И вдруг девушка заметила, что за ней наблюдают два хлюна. Эти хозяева портового города замерли, пристально глядя на нее.

Раньше Карана их боялась. Но тогда, во время войны, само существование Шанда и Караны было под угрозой. С тех пор жизнь города вернулась в свое русло. И вот сейчас Карана приняла решение, неожиданное для нее.

Вытянув руки ладонями к верху, она медленно и отчетливо произнесла:

– Я пришла повидать тельтов! – Она имела в виду маленький робкий народ, который работал на хлюнов. Год назад, когда Каране грозила опасность, они дали ей убежище. Тельты проявили к ней доброту просто потому, что она была их гостьей, пусть и незваной. – Мое имя – Карана, – добавила она.

Хлюны тупо смотрели на нее. Карана понимала, что в портовом городе могут быть тысячи хлюнов, к тому же тогда ее волосы были выкрашены черной краской, и потому ее могли просто не узнать. Как же звали ту молодую женщину, которая была к ней особенно добра?

– Я пришла повидать Клафферу. Меня зовут Карана. Я была здесь с Шандом год тому назад.

По-видимому, эти имена ничего для хлюнов не значили. Приблизившись к Каране, они подхватили девушку под руки и привели ее в зал заседаний, где ее уже допрашивали когда-то. После долгого ожидания Карана предстала перед парой пожилых хлюнов, которые, как и тогда, восседали на стульях из красного кедра. На них были только набедренные повязки.

– Шанд – мой друг, – сказала Карана. – Я Карана Ферн из Баннадора.

На этот раз Карану узнали.

– Я пришла повидать тельтов, – объяснила Карана. – Год назад они укрыли меня.

Старейшины явно были удивлены. Возможно, тельтам никогда не наносили визиты.

– Тельты! – повторила Карана. – Я пришла повидать Клафферу.

Женщина улыбнулась и сделала жест хлюну, который привел сюда Карану. Ее провели по переходам из гниющего темного дерева в комнату, ничем не отличавшуюся от остальных комнат в портовом городе: коробка из сырого дерева, пол которой покрыт водой. На возвышении, находившемся над уровнем прилива, Карана увидела полдюжины бочек и груду медуз.

Сейчас тельты были заняты: они укладывали медуз в бочки. В комнате стояла вонь от испорченных медуз, к которой примешивался сильный запах, исходивший от волос тельтов, смазанных рыбьим жиром. Тельты повернулись и молча смотрели на Карану, не узнавая ее.

– Я Карана, – сказала она. Потом извлекла из кармана чай и медовые соты и протянула угощение тельтам.

Кто-то узнал голос Караны и улыбнулся ей. Это была Клаффера.

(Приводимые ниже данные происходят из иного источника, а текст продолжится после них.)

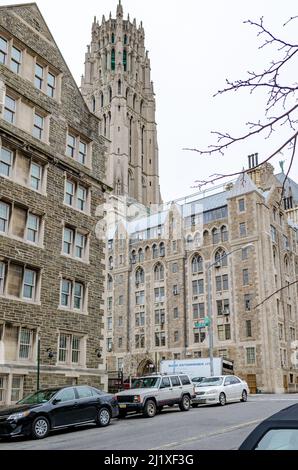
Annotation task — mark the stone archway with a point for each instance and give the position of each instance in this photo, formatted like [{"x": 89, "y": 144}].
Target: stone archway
[{"x": 146, "y": 366}]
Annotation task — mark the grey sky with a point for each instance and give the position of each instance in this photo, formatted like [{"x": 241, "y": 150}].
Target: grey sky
[{"x": 193, "y": 46}]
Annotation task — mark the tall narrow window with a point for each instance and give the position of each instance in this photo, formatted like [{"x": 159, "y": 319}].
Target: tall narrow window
[
  {"x": 38, "y": 126},
  {"x": 38, "y": 80},
  {"x": 32, "y": 228},
  {"x": 35, "y": 176},
  {"x": 10, "y": 109},
  {"x": 51, "y": 84},
  {"x": 4, "y": 216},
  {"x": 113, "y": 59},
  {"x": 29, "y": 284},
  {"x": 6, "y": 161},
  {"x": 15, "y": 61},
  {"x": 3, "y": 50},
  {"x": 125, "y": 60}
]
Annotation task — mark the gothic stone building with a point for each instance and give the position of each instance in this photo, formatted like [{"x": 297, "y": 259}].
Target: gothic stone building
[
  {"x": 157, "y": 284},
  {"x": 52, "y": 165}
]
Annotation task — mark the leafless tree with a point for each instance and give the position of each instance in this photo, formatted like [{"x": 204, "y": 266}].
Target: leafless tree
[{"x": 281, "y": 102}]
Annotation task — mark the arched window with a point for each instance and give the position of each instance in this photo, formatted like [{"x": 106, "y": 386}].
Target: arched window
[
  {"x": 140, "y": 276},
  {"x": 159, "y": 273},
  {"x": 141, "y": 255},
  {"x": 220, "y": 258},
  {"x": 197, "y": 264},
  {"x": 93, "y": 104},
  {"x": 206, "y": 237},
  {"x": 110, "y": 282},
  {"x": 215, "y": 236},
  {"x": 113, "y": 59},
  {"x": 224, "y": 233},
  {"x": 189, "y": 242},
  {"x": 125, "y": 60},
  {"x": 133, "y": 256}
]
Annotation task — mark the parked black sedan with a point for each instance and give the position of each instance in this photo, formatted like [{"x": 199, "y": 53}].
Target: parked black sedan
[
  {"x": 56, "y": 408},
  {"x": 278, "y": 432}
]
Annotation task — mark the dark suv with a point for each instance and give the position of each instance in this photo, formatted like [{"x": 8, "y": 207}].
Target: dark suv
[
  {"x": 150, "y": 393},
  {"x": 56, "y": 408}
]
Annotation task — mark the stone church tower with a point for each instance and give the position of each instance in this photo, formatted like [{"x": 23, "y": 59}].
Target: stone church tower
[{"x": 118, "y": 89}]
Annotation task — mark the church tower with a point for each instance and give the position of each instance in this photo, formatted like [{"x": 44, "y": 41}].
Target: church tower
[{"x": 118, "y": 89}]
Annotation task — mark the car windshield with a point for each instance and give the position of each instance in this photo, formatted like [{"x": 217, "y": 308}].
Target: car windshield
[
  {"x": 146, "y": 382},
  {"x": 210, "y": 382},
  {"x": 41, "y": 396}
]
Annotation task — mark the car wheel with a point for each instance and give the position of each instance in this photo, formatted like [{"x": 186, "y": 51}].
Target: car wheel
[
  {"x": 222, "y": 399},
  {"x": 185, "y": 403},
  {"x": 40, "y": 427},
  {"x": 103, "y": 417},
  {"x": 149, "y": 409}
]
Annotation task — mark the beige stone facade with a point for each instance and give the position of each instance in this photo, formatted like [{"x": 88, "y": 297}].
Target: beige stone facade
[
  {"x": 52, "y": 165},
  {"x": 157, "y": 285}
]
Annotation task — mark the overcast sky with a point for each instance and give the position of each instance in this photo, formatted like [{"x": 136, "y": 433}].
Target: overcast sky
[{"x": 193, "y": 46}]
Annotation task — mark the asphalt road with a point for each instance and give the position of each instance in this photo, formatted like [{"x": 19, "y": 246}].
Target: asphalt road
[{"x": 207, "y": 427}]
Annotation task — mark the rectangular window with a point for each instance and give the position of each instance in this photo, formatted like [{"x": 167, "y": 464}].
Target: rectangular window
[
  {"x": 16, "y": 58},
  {"x": 25, "y": 343},
  {"x": 247, "y": 302},
  {"x": 29, "y": 284},
  {"x": 6, "y": 161},
  {"x": 10, "y": 109},
  {"x": 38, "y": 80},
  {"x": 3, "y": 50},
  {"x": 69, "y": 193},
  {"x": 2, "y": 277},
  {"x": 71, "y": 146},
  {"x": 35, "y": 176},
  {"x": 198, "y": 287},
  {"x": 245, "y": 277},
  {"x": 250, "y": 355},
  {"x": 51, "y": 84},
  {"x": 82, "y": 153},
  {"x": 38, "y": 126},
  {"x": 244, "y": 253},
  {"x": 242, "y": 229},
  {"x": 4, "y": 216},
  {"x": 32, "y": 228},
  {"x": 241, "y": 205},
  {"x": 140, "y": 297},
  {"x": 198, "y": 311}
]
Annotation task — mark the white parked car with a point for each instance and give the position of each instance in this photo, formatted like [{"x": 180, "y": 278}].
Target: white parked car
[{"x": 220, "y": 389}]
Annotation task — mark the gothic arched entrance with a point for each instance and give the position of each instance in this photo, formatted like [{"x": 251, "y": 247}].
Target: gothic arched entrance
[{"x": 146, "y": 366}]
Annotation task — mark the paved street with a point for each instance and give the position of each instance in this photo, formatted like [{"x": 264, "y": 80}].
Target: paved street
[{"x": 207, "y": 427}]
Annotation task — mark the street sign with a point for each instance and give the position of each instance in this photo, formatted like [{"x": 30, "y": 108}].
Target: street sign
[{"x": 202, "y": 323}]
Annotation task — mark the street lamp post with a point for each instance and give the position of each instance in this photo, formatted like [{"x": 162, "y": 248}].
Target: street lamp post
[{"x": 209, "y": 304}]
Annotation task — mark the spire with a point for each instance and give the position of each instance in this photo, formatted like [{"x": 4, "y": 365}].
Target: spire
[{"x": 119, "y": 12}]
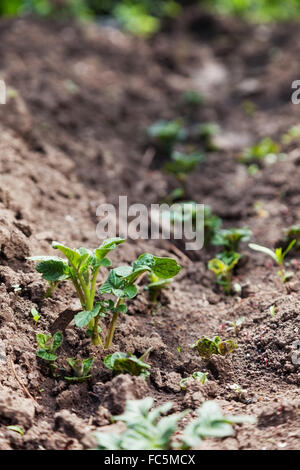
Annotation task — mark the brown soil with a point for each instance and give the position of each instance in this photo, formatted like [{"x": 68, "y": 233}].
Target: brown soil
[{"x": 66, "y": 149}]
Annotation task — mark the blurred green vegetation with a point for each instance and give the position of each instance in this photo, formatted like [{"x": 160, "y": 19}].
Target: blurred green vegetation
[{"x": 143, "y": 17}]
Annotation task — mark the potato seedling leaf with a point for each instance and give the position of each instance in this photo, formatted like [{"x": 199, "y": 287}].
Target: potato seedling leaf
[
  {"x": 16, "y": 428},
  {"x": 53, "y": 270},
  {"x": 83, "y": 318}
]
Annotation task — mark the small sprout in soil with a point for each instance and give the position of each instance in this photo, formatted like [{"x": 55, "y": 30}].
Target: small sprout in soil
[
  {"x": 265, "y": 150},
  {"x": 293, "y": 233},
  {"x": 230, "y": 239},
  {"x": 193, "y": 98},
  {"x": 123, "y": 363},
  {"x": 16, "y": 288},
  {"x": 81, "y": 267},
  {"x": 35, "y": 315},
  {"x": 235, "y": 325},
  {"x": 121, "y": 283},
  {"x": 278, "y": 255},
  {"x": 210, "y": 423},
  {"x": 16, "y": 428},
  {"x": 166, "y": 133},
  {"x": 81, "y": 369},
  {"x": 174, "y": 195},
  {"x": 148, "y": 430},
  {"x": 249, "y": 107},
  {"x": 188, "y": 211},
  {"x": 207, "y": 347},
  {"x": 292, "y": 134},
  {"x": 200, "y": 377},
  {"x": 48, "y": 346},
  {"x": 272, "y": 310},
  {"x": 222, "y": 267},
  {"x": 238, "y": 391},
  {"x": 206, "y": 133},
  {"x": 181, "y": 164}
]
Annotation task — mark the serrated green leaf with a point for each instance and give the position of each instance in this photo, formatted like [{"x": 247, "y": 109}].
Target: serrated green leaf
[
  {"x": 107, "y": 246},
  {"x": 16, "y": 428}
]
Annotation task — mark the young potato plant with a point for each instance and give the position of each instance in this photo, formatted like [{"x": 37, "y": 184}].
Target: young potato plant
[
  {"x": 210, "y": 423},
  {"x": 121, "y": 283},
  {"x": 231, "y": 238},
  {"x": 123, "y": 363},
  {"x": 278, "y": 255},
  {"x": 181, "y": 164},
  {"x": 293, "y": 233},
  {"x": 235, "y": 326},
  {"x": 48, "y": 346},
  {"x": 206, "y": 132},
  {"x": 166, "y": 133},
  {"x": 80, "y": 368},
  {"x": 188, "y": 211},
  {"x": 147, "y": 430},
  {"x": 207, "y": 347},
  {"x": 265, "y": 150},
  {"x": 222, "y": 266},
  {"x": 200, "y": 377},
  {"x": 193, "y": 98},
  {"x": 81, "y": 268}
]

Отложив инструменты, тельты выкупались в море и пожали руки Каране. Стройный молодой человек, волосы которого блестели от рыбьего жира – Карана вспомнила, что это возлюбленный Клафферы, – затопил плиту и поставил чайник.

Они были гораздо сдержаннее, чем прежде, и все время переглядывались друг с другом. Карана поняла, что тельтов смущает ее одежда: по их понятиям, она была одета очень богато. А когда они ее приютили, на ней была лишь набедренная повязка.

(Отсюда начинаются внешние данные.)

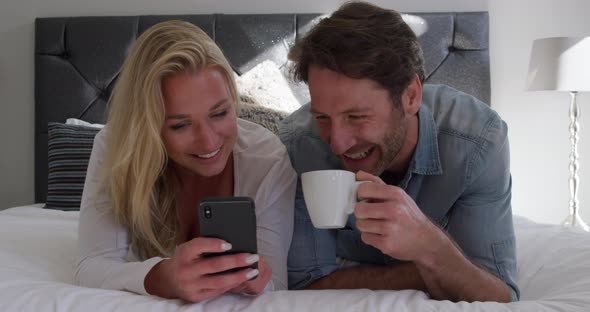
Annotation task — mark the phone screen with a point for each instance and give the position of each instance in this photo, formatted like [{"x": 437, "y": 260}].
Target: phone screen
[{"x": 232, "y": 219}]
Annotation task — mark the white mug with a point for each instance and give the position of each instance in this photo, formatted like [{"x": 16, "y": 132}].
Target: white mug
[{"x": 330, "y": 196}]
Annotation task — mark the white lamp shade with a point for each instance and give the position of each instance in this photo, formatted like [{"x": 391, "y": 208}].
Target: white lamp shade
[{"x": 560, "y": 64}]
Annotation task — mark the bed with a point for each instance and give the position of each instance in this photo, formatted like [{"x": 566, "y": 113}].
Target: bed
[{"x": 76, "y": 62}]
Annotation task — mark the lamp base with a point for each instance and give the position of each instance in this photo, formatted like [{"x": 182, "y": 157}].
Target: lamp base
[{"x": 575, "y": 221}]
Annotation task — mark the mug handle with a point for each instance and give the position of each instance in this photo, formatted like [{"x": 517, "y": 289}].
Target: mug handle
[{"x": 350, "y": 209}]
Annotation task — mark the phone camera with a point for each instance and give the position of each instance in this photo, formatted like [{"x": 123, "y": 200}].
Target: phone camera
[{"x": 208, "y": 212}]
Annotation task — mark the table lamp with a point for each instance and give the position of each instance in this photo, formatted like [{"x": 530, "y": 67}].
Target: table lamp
[{"x": 563, "y": 64}]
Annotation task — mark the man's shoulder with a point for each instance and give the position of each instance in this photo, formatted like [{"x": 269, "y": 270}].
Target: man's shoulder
[{"x": 460, "y": 115}]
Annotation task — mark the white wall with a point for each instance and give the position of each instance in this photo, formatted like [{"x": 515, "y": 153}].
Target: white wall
[{"x": 538, "y": 121}]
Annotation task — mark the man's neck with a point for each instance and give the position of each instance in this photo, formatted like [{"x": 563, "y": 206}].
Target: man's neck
[{"x": 403, "y": 159}]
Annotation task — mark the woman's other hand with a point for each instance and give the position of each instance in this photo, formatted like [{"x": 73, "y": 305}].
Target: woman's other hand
[
  {"x": 190, "y": 276},
  {"x": 257, "y": 285}
]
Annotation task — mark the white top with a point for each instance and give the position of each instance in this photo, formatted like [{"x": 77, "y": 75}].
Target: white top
[{"x": 262, "y": 171}]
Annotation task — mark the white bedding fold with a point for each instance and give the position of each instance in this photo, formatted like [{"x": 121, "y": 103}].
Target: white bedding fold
[{"x": 38, "y": 252}]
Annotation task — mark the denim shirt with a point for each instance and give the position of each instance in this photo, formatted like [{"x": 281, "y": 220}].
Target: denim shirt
[{"x": 459, "y": 177}]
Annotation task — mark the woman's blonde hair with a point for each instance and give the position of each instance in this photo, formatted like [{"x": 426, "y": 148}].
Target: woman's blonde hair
[{"x": 136, "y": 174}]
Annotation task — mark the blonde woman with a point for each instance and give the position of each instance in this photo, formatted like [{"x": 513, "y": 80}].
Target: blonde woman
[{"x": 172, "y": 138}]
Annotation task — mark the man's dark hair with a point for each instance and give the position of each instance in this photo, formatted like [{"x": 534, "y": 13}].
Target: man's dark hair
[{"x": 362, "y": 41}]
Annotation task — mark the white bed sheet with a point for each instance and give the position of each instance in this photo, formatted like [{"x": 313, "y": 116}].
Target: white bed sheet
[{"x": 38, "y": 252}]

Карана сняла куртку, рубашку, сапоги и носки и, закатав штаны до колен, снова уселась на голые доски.

Тельты засмеялись и дружно зааплодировали.

А потом они пили ее ароматный чай, кружку за кружкой, пока не начало смеркаться. Зажгли пару крошечных лампочек, и Карана указала на бочонок с медузами, давая понять, что будет рада помочь им в работе. Эта идея показалась тельтам весьма забавной.

– Выходной! – объявила Клаффера с веселой улыбкой. Все вместе они уселись на помосте обедать. Еду подавали на единственном деревянном блюде – старом, в черных пятнах. Основой пиршества был пирог из медуз. К нему предлагались пряные и красные маринованные водоросли и моллюски под бобовым соусом. А под конец на столе появились какие-то маленькие коричневые стручки, которые лопались во рту, наполняя его очень сладким сиропом, отдававшим рыбой.